Phlogging Abroad #6
Tuesday, May 11th, 2010PHLOGGING ABROAD #6: STARTED OFF AS A GUIDE, THEN BECAME A NARRATIVE
So you decided to travel to Italy? Well get ready, because you’re going to have the time of your life! However, before you go, there are a couple of things you need to know before you go to this country.
EVERY DRIVER WANTS TO MURDER YOU
Italy is a land of people who collectively respond “Don’t fucking tell me what to do!” to any and all stop signs. This is only aggravated by the fact that most large cities are full of tiny, narrow alley ways. You will constantly be watching your back as you walk down the streets out of fear that a Vespa is going to obliterate you. Speaking of Vespas, they are terrifying and very, very gay. People who ride Vespas do not give a shit. You will see them driving on sidewalks, medians, opposite of one way streets, pretty much anything that you would decry “Asshole” to, they do with blind passion. Don’t worry though, you are always considered the asshole.
No matter what, if a driver is acting like a total prick and is pushing 40mph on a 300ft stretch, you are always the asshole for getting in his way. You may be thinking, “I’ll obey standard traffic laws and I’ll be fine.”
You are wrong. You will be a victim.
It’s an oddity that “Italian traffic law” isn’t an analogy for cluster-fuck, because it’s nearly the perfect metaphor. There are no laws. It’s like a demolition derby, only on cobblestones instead of mud, and full of people who aren’t fond of America instead of people who think gays shouldn’t read in their local libraries.
The most important thing you need to know is that you should never cross a street unless you see a local person walking across it first. It’s the only way you will not risk your life. Don’t trust the walk signs either, they’re merely suggestions.

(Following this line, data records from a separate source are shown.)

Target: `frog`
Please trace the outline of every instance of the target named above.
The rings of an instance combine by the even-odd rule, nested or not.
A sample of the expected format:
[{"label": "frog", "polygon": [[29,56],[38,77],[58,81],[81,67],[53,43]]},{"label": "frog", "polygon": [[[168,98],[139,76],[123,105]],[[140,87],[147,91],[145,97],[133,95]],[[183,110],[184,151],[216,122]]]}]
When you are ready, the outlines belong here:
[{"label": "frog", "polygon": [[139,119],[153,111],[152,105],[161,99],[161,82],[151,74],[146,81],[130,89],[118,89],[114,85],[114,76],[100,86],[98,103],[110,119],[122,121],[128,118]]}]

YOU GOT A WALLET? FUCK YOU.
Your wallet is worthless. It is just a toy containing your identity and a last resort Durex condom. Most places won’t accept debit/credit cards, so you’ll need to get Euros. Euros suck. The US dollar is Monopoly money in comparison. Do not bother with souvenir shops. Coming from a person who loves crap and still looks at the toy sections of targets and Wal-marts, that means something. The souvenirs are tacky, expensive, and lame. You’ll need the money for food and tickets anyway, and what little money you have left will either be stolen or you’ll be conned out of.
AUTHENTIC ITALIAN MEALS ARE HUGE, YOU WILL NEVER HAVE ONE
A real Italian meal is huge. It usually has some starter, a first dish, a second dish, and desert. It sounds amazing, and the food can be stellar, but you will never have a meal like this. Even at the shittiest, truck-stop diner equivalent Italian restaurant, a real Italian meal will cost you over 40 dollars. This means that when you do go to a restaurant you’ll have one kid’s sized platter. It’ll be delicious, but it won’t be filling.
Most people will want to get pizza in Italy. I’m going to tell you right off the bat that Italian Pizza isn’t amazing. It’s not bad, and it’ll actually feel like you’re eating a full meal, but it’s…off. The crust is really thin, so thin it only takes 5 minutes to finish cooking, there’s a lot of cheese, and they don’t bother chopping up toppings. You order a pizza with ham on it, expect to find 4 huge spiral cuts of ham on top of it.
The other thing most people want to try in Italy is gelato. You’d think that I’d have something against gelato considering how often I rant about nothing, but I don’t. Gelato is good, but it’s just ice cream. People will argue that it’s not the same thing, but gelato gives the same satisfaction that Ice Cream does. There isn’t a huge difference between the two. If someone came up to me and said, “I am going to either get rid of all of the gelato or all of the ice cream in the world and you must pick which one goes,” outside of questioning the person’s powers and/or conviction, I’d respond, “Fuck it, get rid of whichever one Jeremy Piven likes more.”
YOU GOT FEET? FUCK YOU.
You. Will. Walk. Everywhere.
You won’t have a choice. Taxis are too expensive and the train is not convenient enough for every site. Earlier I mentioned that the streets were made of cobblestone, and it will be the cause of all things painful for your feet. Since most of the streets are uneven, by day 2 you will start feeling pain, and by day 4 you will be in a constant state of looking like you have rickets.